We’ve discussed student evaluations of teachers here before, focusing on the various problems associated with them. Yet the picture may be more complicated. Elizabeth Barre, assistant director of Rice University’s Center for Teaching Excellence, recently posted about her “deep dive” into the voluminous research about student evaluations—research which is typically left undisturbed by news reporters writing about the “latest studies.” Here are what she reports as “the six most surprising insights I took away from the formal research literature on student evaluations “:
- Yes, there are studies that have shown no correlation (or even inverse correlations) between the results of student evaluations and student learning. Yet, there are just as many, and in fact many more, that show just the opposite.
- As with all social science, this research question is incredibly complex. And insofar as the research literature reflects this complexity, there are few straightforward answers to any questions. If you read anything that suggests otherwise (in either direction), be suspicious.

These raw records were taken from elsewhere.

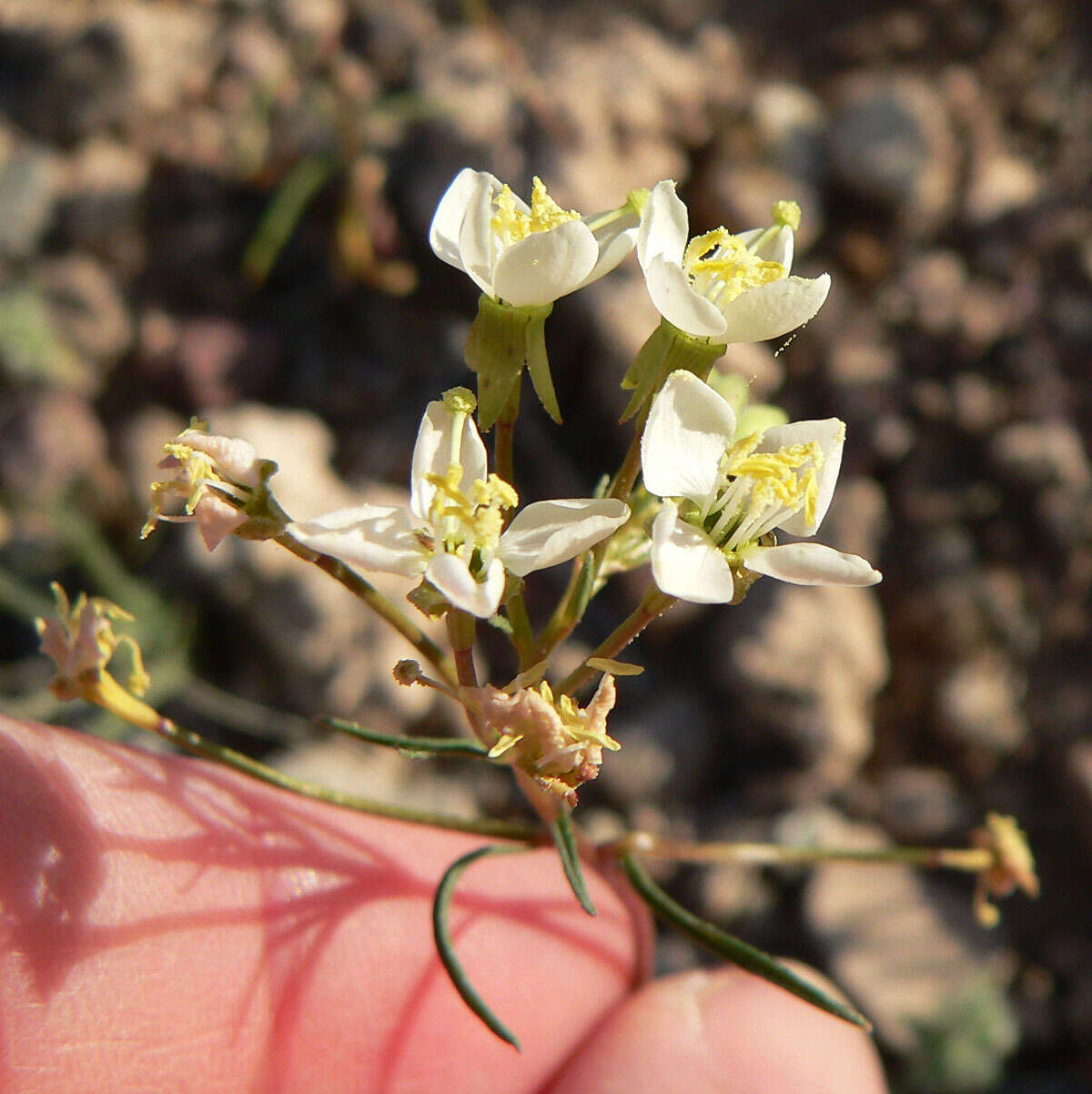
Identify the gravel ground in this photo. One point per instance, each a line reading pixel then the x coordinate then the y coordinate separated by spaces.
pixel 222 208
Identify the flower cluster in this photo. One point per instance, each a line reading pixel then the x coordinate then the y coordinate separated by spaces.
pixel 453 532
pixel 709 509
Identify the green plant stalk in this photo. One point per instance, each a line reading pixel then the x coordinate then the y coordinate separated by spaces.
pixel 298 187
pixel 412 746
pixel 378 603
pixel 653 605
pixel 573 603
pixel 503 453
pixel 733 948
pixel 968 860
pixel 565 840
pixel 103 691
pixel 445 948
pixel 523 637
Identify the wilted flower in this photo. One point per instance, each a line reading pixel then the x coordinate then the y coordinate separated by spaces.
pixel 723 287
pixel 81 641
pixel 1012 866
pixel 453 532
pixel 216 476
pixel 734 492
pixel 556 742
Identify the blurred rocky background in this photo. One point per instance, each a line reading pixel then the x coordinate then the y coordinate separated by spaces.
pixel 221 208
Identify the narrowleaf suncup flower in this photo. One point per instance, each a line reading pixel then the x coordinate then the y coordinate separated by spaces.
pixel 453 532
pixel 723 287
pixel 714 289
pixel 522 258
pixel 725 497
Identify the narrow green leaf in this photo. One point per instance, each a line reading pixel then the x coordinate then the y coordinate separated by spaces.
pixel 733 949
pixel 561 830
pixel 445 948
pixel 410 746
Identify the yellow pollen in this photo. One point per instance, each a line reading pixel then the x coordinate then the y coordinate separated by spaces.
pixel 477 519
pixel 513 225
pixel 730 267
pixel 785 215
pixel 787 477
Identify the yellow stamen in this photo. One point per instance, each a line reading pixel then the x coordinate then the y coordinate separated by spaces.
pixel 513 225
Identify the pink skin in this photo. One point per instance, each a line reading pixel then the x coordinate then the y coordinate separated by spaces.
pixel 168 926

- Despite this complexity, there is wide agreement that a number of independent factors, easily but rarely controlled for, will bias the numerical results of an evaluation. These include, but are not limited to, student motivation, student effort, class size, and discipline (note that gender, grades, and workload are NOT included in this list).
- Even when we control for these known biases, the relationship between scores and student learning is not 1 to 1. Most studies have found correlations of around .5. This is a relatively strong positive correlation in the social sciences, but it is important to understand that it means there are still many factors influencing the outcome that we don’t yet understand. Put differently, student evaluations of teaching effectiveness are a useful, but ultimately imperfect, measure of teaching effectiveness.
- Despite this recognition, we have not yet been able to find an alternative measure of teaching effectiveness that correlates as strongly with student learning. In other words, they may be imperfect measures, but they are also our best measures.
- Finally, if scholars of evaluations agree on anything, they agree that however useful student evaluations might be, they will be made more useful when used in conjunction with other measures of teaching effectiveness.
The whole post is here. Following up on point #6, it would be interesting to hear what other measures of teaching effectiveness philosophy professors (and students) would like to see deployed.